Dal dopoguerra, nessuno ricorda esperienze simili a quelle che in questi giorni il coronavirus ci sta costringendo a vivere.
Rintanati nelle nostre case, soli davanti alla tv che continua a dirci che siamo lontani dalla fine di tutto questo.
Eppure non avremmo dovuto soffrire così tanto.
A sentire i sociologi, noi occidentali siamo gente ormai assuefatta all’elettronica, schiavi di una tecnologia che ci porta a voler vedere il mondo soltanto se questo è su uno schermo.
A sentire gli psicologi, non desideriamo più avere rapporti umani. La tecnologia ci ha portato in un vortice irresistibile che ci fa vivere tutti connessi, ma tutti drammaticamente soli.
A sentire i professori, non avremmo dovuto soffrire così tanto.
Avremmo dovuto a malapena accorgerci del fatto che tutto il nostro mondo è fermo. Eppure stiamo soffrendo.

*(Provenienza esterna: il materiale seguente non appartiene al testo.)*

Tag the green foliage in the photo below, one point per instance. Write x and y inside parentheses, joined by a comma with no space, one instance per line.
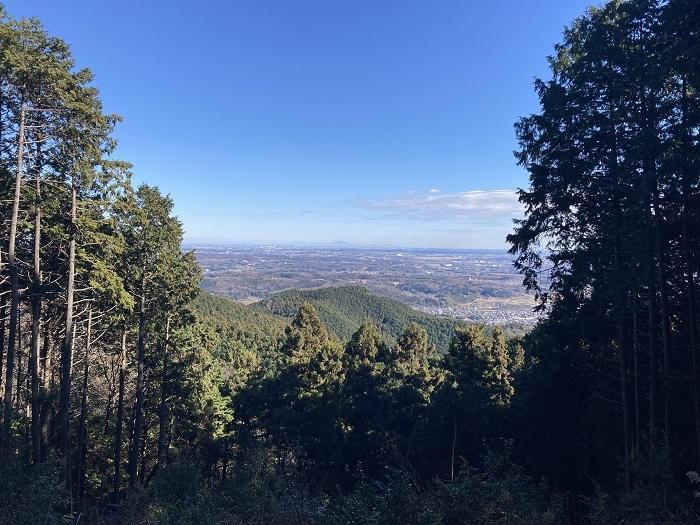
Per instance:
(343,309)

Lontano dagli amici, lontano dall’amore e lontano dal chiasso dal quale ci credevano ormai dissociati, ci siamo ritrovati soli. E gli smartphone ancora non hanno imparato ad asciugare le nostre lacrime.

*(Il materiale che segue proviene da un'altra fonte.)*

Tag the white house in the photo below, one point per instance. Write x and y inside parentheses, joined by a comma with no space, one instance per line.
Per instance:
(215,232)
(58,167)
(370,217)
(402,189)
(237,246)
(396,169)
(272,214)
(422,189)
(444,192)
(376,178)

È incredibile come un virus ci abbia fatto riscoprire chi siamo.
Al di là dei profili, sotto i filtri e dietro le nostre frasi di autocelebrazione ci siamo noi, scimmie nude.
Animali sociali che farebbero di tutto per stare assieme agli altri, compreso fregarsene dei decreti del Presidente del Consiglio, con buona pace di psicologi, sociologi e chi più ne ha più ne metta.
Vero, il digitale è onnipresente nelle nostre vite, ma alla fine della fiera, quando il gioco si fa duro, la musica resta la stessa: vogliamo stare tra gli altri, desiderando ogni secondo della nostra vita un loro sguardo di approvazione.
La riflessione che questa constatazione ha stimolato in me è che nonostante il pensiero comune sembri dire il contrario, viviamo ancora in un mondo straordinariamente fisico.
Chiusi in casa, ci stiamo accorgendo della qualità effettiva degli spazi in cui viviamo, cominciando a comprendere quanto valga davvero pensare e progettare lo spazio in base al proprio modo di vivere.
Non in base alle mode, non in base a ciò che vediamo sulle foto di Instagram, ma in base a come noi vorremmo vivere le nostre giornate.
È per questo che l’ambiente dove vivi non può restare anonimo e malprogettato, ma deve esprimerti.